Ai fini dell’equa riparazione il giudizio di cognizione e di ottemperanza non sono cumulabili
La durata del processo ordinario o amministrativo
di cognizione non si somma a quella del processo esecutivo o di
ottemperanza.
È il principio sancito dalla Cassazione che permette al cittadino di poter chiedere l’indennizzo per il
procedimento troppo lungo entro i sei mesi successivi alla fine di ciascuno
dei processi.
Questa interessante conclusione si evince da una sentenza del 24
dicembre 2009 depositata dalle
Sezioni unite civili della Suprema corte, nella quale si spiega
che “in tema di equa riparazione per violazione del termine ragionevole
di durata del processo, questo va identificato, in base all’art. 6
della Convenzione europea dei diritti dell’uomo e delle libertà
fondamentali, in considerazione delle situazioni soggettive controverse
e azionate su cui il giudice adito deve decidere, le quali, per la
citata norma sovranazionale, sono <diritti e obblighi>, ai quali,
per gli arti. 24, 111, e 113 della Cost. devono aggiungersi gli
interessi legittimi di cui sia chiesta tutela ai giudici
amministrativi.
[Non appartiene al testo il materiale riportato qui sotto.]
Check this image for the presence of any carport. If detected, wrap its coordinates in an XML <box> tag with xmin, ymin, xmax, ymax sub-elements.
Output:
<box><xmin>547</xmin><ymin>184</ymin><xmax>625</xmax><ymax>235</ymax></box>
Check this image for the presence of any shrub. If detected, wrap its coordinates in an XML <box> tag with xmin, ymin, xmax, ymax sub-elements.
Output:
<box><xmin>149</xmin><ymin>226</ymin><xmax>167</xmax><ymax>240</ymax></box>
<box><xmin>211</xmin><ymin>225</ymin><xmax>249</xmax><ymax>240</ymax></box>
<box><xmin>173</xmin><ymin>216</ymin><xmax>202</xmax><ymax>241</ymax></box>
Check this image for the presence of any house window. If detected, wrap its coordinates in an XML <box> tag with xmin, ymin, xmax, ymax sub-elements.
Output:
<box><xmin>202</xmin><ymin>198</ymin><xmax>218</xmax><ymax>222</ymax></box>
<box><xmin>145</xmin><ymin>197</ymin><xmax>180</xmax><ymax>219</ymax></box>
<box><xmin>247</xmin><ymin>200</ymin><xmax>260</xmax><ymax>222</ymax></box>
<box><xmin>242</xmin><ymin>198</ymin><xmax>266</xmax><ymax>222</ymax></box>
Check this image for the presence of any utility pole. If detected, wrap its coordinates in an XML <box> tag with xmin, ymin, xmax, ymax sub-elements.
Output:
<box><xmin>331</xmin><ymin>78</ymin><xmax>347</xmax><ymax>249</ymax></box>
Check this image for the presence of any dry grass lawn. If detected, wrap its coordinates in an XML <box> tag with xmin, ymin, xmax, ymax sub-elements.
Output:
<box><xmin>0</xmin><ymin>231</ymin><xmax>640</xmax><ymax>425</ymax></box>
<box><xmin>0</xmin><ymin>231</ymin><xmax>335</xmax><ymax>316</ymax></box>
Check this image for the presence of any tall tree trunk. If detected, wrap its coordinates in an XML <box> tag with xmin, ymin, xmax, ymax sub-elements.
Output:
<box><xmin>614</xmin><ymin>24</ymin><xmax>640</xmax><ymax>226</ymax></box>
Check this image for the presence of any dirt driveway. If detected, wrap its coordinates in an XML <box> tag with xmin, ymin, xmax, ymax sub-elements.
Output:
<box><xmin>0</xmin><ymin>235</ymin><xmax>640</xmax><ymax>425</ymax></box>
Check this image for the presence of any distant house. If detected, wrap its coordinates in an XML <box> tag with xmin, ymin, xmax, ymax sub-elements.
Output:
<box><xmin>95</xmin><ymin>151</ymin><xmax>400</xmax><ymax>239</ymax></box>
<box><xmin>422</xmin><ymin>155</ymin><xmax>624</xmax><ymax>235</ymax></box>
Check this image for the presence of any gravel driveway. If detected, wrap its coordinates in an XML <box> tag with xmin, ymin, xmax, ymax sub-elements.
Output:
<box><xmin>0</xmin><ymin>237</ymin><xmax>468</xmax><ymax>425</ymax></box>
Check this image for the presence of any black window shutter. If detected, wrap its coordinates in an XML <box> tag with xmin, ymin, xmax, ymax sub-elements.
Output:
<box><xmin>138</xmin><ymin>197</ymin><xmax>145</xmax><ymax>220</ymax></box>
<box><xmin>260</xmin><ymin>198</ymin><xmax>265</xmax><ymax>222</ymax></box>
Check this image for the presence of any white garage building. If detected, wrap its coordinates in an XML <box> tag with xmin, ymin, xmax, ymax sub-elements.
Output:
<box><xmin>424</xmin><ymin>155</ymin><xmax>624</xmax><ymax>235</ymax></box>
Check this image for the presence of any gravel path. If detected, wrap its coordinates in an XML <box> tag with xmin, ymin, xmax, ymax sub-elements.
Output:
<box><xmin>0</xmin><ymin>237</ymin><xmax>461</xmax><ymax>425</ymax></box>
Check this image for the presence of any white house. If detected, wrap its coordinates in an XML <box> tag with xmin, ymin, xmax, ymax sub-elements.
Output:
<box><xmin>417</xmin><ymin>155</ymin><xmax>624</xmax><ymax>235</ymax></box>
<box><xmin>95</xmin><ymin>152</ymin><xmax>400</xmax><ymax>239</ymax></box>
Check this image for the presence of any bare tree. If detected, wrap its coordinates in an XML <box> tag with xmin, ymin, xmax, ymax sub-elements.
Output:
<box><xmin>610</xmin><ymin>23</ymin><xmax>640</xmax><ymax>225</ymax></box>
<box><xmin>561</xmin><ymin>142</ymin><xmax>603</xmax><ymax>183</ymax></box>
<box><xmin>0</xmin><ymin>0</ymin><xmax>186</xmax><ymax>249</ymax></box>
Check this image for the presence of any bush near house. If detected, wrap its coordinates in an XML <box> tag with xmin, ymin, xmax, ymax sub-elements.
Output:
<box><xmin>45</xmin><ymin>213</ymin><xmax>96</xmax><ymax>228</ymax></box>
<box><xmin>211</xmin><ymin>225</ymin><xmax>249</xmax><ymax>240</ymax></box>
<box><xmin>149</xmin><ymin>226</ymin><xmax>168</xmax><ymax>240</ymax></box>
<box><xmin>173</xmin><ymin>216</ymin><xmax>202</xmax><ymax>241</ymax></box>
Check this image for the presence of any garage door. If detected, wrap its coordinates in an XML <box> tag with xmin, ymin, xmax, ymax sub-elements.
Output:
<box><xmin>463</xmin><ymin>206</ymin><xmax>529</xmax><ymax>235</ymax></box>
In rapporto al criterio di distinzione della
Convenzione sopra richiamato, il processo di cognizione e quello di
esecuzione regolati dal codice di procedura civile come quello
cognitivo del giudice amministrativo e il processo di ottemperanza,
teso a far conformare la P.A. a quanto deciso in sede cognitoria,
devono considerarsi tra loro autonomi, in rapporto alla diversità delle
situazioni soggettive azionate in ciascuno di essi (nei primi,
cognitori, diritti e interessi legittimi, e nei secondi esclusivamente
diritti all’adempimento).
Dalla differenza funzionale richiamata
deriva la diversità della struttura di ognuno di detti procedimenti,
nascendo il processo di cognizione da una domanda di accertamento di un
diritto, obbligo o interesse legittimo controverso, e il secondo dalla
valutazione positiva di tali situazioni contenuta in una pronuncia
esecutiva, la cui inadempienza dal convenuto o resistente soccombente,
comporta che la stessa costituisca titolo esecutivo che, notificato con
il precetto, introduce i procedimenti (alcuni anche cognitori) tesi a
soddisfare quanto accertato dal giudice della cognizione (cfr. libro
terzo del c.p.c.), potendosi, qualora soccombente sia una pubblica
amministrazione agire anche in ottemperanza, perché la predetta si
conformi al giudicato, ponendo in essere atti sostitutivi di quelli
annullati perché illegittimi, a seguito di notifica della messa in mora
a provvedere nei sensi della decisione emessa in sede cognitoria non
osservata. Consegue alla detta autonomia dei diversi giudizi che le
loro durate non possono sommarsi per rilevarne una complessiva dei due
processi, di cognizione da un canto e di esecuzione o di ottemperanza
dall’altro, e che solo dal momento delle decisioni definitive in
ciascuno dei processi, sarà possibile, per ognuno di essi, domandare,
nei termini dell’art. 4 della logge n. 89 del 2001, l’equa riparazione
per violazione dell’art. 6 della Convenzione”.